Política

Obsesos

noviembre 16, 2017

Insisten algunos gobiernos en la privatización de los servicios municipales. Una moda que empezó a finales de los años 80 con la gran ofensiva de asentamiento neoliberal encabezada por Margaret Thatcher y Ronald Reagan y que, luego de varias experiencias en países como Francia, Estados Unidos, España y Finlandia, quedó demostrado su fracaso por incompatibilidad. El asunto mereció en 1999 estudios de la OCDE tanto en el tema de la recolección de basura como el de distribución de agua potable.

Los estudios parten de la realidad de la estructuras de recolección de basura, distribución de agua potable, servicio postal y la electricidad. Todos operan sobre la base de redes de infraestructura y, por lo tanto, simplemente es imposible recrear mercados de competencia, como ha quedado palmariamente demostrado con Telmex.

No importa si el servicio se gestiona con una varias empresas públicas o privadas, simplemente no son servicios sobre los que se pueden crear mercados de competencia, lo que significa pasar simplemente del monopolio público al privado. Por lo demás, los gobiernos no pueden por elemental decoro, abjurar a sus funciones de proveer de servicios a los gobernados.

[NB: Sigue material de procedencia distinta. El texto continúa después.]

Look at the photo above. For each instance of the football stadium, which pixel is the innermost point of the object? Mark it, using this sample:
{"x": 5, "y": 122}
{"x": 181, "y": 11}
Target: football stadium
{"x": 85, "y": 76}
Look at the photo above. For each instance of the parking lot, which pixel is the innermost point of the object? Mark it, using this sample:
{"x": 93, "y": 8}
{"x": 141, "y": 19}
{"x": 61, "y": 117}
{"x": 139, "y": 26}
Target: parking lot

La OCDE no ofrece resultados concluyentes sobre cuál de los dos esquemas es mejor en términos de costos, pero los finlandeses, metódicos como germanos que son, sistematizaron para el mundo su experiencia en la recolección de basura y distribución de agua. Concluyeron que en uno y en otro los costos se reducen entre 20 y 25 por ciento en modelo municipal independientemente de los esquemas de privatización sobre los que se comparen.

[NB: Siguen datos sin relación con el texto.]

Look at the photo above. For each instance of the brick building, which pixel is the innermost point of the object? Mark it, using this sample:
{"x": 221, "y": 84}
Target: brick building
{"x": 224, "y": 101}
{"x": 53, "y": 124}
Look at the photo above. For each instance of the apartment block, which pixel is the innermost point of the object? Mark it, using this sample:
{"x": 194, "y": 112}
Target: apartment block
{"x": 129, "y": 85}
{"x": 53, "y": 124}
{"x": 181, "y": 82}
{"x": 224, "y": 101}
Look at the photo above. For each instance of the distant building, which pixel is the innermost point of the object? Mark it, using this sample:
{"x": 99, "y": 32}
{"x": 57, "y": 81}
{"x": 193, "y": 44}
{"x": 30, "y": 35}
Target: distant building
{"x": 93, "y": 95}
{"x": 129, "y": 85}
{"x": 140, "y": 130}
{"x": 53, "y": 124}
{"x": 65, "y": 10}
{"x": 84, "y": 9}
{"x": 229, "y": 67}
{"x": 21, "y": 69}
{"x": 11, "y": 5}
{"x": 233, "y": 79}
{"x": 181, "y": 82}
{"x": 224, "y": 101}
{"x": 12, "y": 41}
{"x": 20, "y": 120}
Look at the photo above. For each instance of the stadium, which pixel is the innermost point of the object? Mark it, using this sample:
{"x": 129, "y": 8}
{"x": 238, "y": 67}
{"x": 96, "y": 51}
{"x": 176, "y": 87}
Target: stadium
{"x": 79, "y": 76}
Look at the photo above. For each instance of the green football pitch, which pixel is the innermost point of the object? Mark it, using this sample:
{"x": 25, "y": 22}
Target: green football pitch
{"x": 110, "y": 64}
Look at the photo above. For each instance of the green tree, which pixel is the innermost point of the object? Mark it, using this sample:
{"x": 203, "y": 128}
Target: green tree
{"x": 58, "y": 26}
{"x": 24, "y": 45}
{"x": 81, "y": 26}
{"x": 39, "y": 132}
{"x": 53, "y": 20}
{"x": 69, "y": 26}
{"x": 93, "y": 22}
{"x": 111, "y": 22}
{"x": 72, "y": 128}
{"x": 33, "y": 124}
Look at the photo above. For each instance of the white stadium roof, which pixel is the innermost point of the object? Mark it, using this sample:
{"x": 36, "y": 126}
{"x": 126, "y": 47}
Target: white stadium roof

Después de 30 años, las experiencias acumuladas a indican que la privatización de los servicios públicos urbanos hace y ha hecho agua por todos lados. Consecuentemente la opinión pública los rechaza con decisión. La poca trasparencia y rendición de cuentas implícitos en el esquema desde luego no ayudan.

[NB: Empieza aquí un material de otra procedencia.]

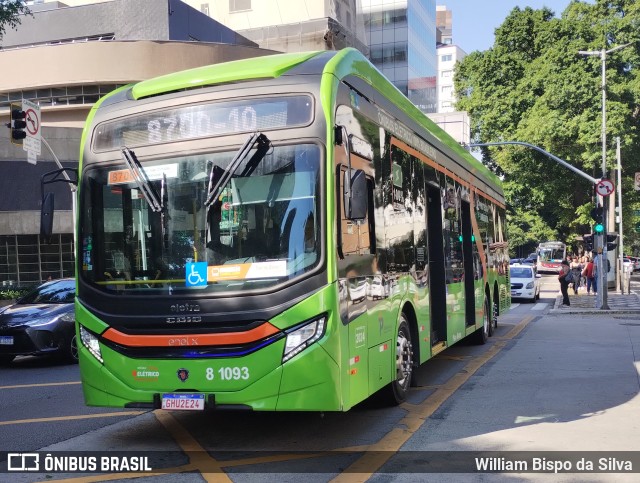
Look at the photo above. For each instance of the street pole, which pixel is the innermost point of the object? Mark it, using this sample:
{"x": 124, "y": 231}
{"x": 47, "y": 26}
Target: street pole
{"x": 72, "y": 187}
{"x": 607, "y": 219}
{"x": 620, "y": 244}
{"x": 599, "y": 262}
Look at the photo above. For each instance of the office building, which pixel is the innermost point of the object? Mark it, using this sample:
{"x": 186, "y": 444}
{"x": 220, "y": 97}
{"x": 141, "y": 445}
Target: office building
{"x": 64, "y": 58}
{"x": 402, "y": 42}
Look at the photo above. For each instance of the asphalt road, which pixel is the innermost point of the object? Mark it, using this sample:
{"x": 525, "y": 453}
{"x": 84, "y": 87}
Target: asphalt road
{"x": 542, "y": 383}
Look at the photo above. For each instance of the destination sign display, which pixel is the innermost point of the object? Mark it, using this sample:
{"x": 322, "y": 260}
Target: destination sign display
{"x": 204, "y": 120}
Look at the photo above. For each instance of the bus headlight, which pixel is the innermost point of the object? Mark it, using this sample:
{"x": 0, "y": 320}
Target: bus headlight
{"x": 303, "y": 336}
{"x": 90, "y": 341}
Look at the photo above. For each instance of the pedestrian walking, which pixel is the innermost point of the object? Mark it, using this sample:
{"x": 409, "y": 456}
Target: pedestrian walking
{"x": 589, "y": 272}
{"x": 564, "y": 284}
{"x": 576, "y": 268}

Pero ya en éstas, habría que preguntar cuál es el racional en que los gobiernos municipales como Boca del Río, se basan para promover la privatización del servicio de distribución de agua. ¿Cuáles son las cifras? ¿Cuál la comparación desagregada entre ellas? ¿Quiénes son los nuevos beneficiarios? Luego de OHL, hay razones sobradas para ser cautos con las empresas españolas. El caso Odebrecht en México está muy lejos de haber haberse agotado. Faltan muchas cosas por ver y que se sabrán en tiempos relativamente cortos.